Горячее дыхание мужчины обжигало нежную кожу, покрытую тёмным шоколадом черноморского загара. Обладательница загорелого тела теряла контроль и стыд одновременно. Она знала, что всё это не очень нравственно, но что поделать – всё равно теряла. Кроме нее и разгоряченного мужчины в комнате находились еще два человека: ее подруга Светка, облитая таким же аппетитным шоколадом и молочно-белый, лучший друг разгоряченного мужчины – Вадим. Вадим и Света откровенно скучали в горячей комнате. Искра не пробежала между ними, они не торопились слиться в экстазе под неприличный скрип расшатанной кровати. Но, в прочем, дело не в искре, а дело в том, что Света горячо любила своего Мишу, Мишеньку, Мишеля, а значит ее душа и тело были недоступны для других мужчин.
Взгляды невлюбленной пары раздраженно скользили по двум внезапно влюбленным, нашедшим приятное занятие на ближайший день. Ни на что более серьезное курортный романчик даже и не претендовал.
– Жарко в квартире сидеть. Может, прогуляемся по набережной? – ядовито предложила Света.

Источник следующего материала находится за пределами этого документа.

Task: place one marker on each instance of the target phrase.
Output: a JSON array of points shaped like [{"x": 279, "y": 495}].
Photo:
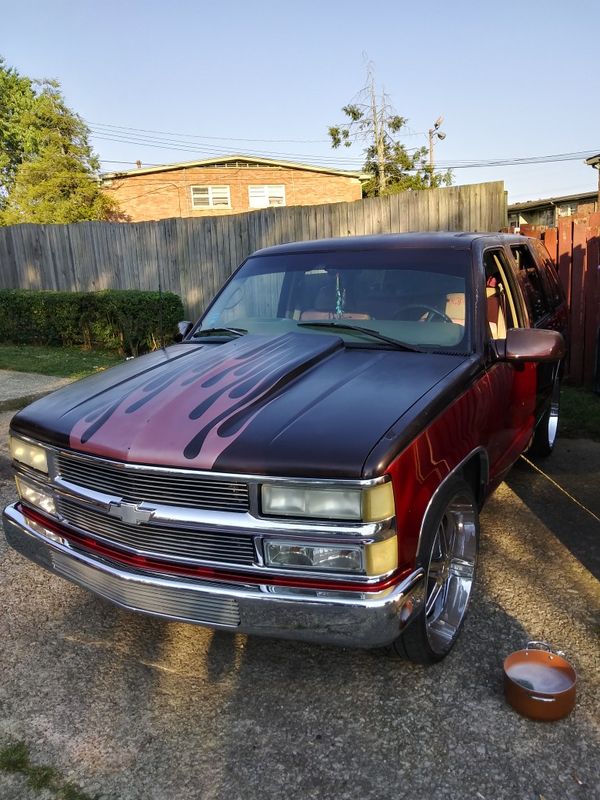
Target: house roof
[
  {"x": 243, "y": 161},
  {"x": 552, "y": 201}
]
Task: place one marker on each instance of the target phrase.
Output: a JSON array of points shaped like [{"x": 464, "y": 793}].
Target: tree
[
  {"x": 48, "y": 170},
  {"x": 392, "y": 166}
]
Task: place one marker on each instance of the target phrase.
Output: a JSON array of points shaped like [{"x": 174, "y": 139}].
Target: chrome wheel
[
  {"x": 451, "y": 572},
  {"x": 544, "y": 437}
]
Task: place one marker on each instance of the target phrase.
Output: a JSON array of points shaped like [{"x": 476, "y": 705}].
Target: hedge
[{"x": 128, "y": 322}]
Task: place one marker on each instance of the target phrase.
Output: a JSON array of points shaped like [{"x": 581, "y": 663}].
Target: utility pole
[
  {"x": 378, "y": 136},
  {"x": 433, "y": 133}
]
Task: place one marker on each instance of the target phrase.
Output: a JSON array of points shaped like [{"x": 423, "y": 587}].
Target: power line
[{"x": 226, "y": 138}]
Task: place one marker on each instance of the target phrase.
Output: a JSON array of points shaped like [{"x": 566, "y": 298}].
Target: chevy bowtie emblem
[{"x": 131, "y": 513}]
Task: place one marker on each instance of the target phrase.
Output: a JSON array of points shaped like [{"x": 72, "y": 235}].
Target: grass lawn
[
  {"x": 64, "y": 362},
  {"x": 579, "y": 414}
]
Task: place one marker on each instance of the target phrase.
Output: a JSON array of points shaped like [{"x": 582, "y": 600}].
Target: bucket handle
[{"x": 535, "y": 644}]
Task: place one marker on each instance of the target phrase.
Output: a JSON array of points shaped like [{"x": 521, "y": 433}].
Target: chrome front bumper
[{"x": 352, "y": 619}]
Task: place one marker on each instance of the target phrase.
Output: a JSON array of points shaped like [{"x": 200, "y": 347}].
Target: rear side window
[
  {"x": 530, "y": 279},
  {"x": 552, "y": 285}
]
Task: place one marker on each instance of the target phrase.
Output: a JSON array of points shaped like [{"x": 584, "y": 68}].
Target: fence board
[
  {"x": 592, "y": 305},
  {"x": 196, "y": 255}
]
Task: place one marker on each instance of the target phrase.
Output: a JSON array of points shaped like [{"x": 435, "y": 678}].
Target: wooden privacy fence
[
  {"x": 575, "y": 248},
  {"x": 193, "y": 257}
]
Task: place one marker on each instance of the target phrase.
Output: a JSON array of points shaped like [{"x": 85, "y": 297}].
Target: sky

Ее поддержал не менее желчный Вадик:
– Хорошее предложение. Я только – за.
Александр поморщился от бестактности друзей – симпатия была очень хрупкой, её надо беречь, его нельзя ломать так сразу. Надо было беречь нарастающее возбуждение, которое горячей волной перекатывалось от женского тела к мужскому и скапливалось в одной точке. В какой-то момент Александр не выдержал очередной накатившей волны и демонстративно повёл девушку в родительскую опочивальню, щекоча ей ушко, шею, и ни на секунду не выпуская из цепких лап сиюминутного желания.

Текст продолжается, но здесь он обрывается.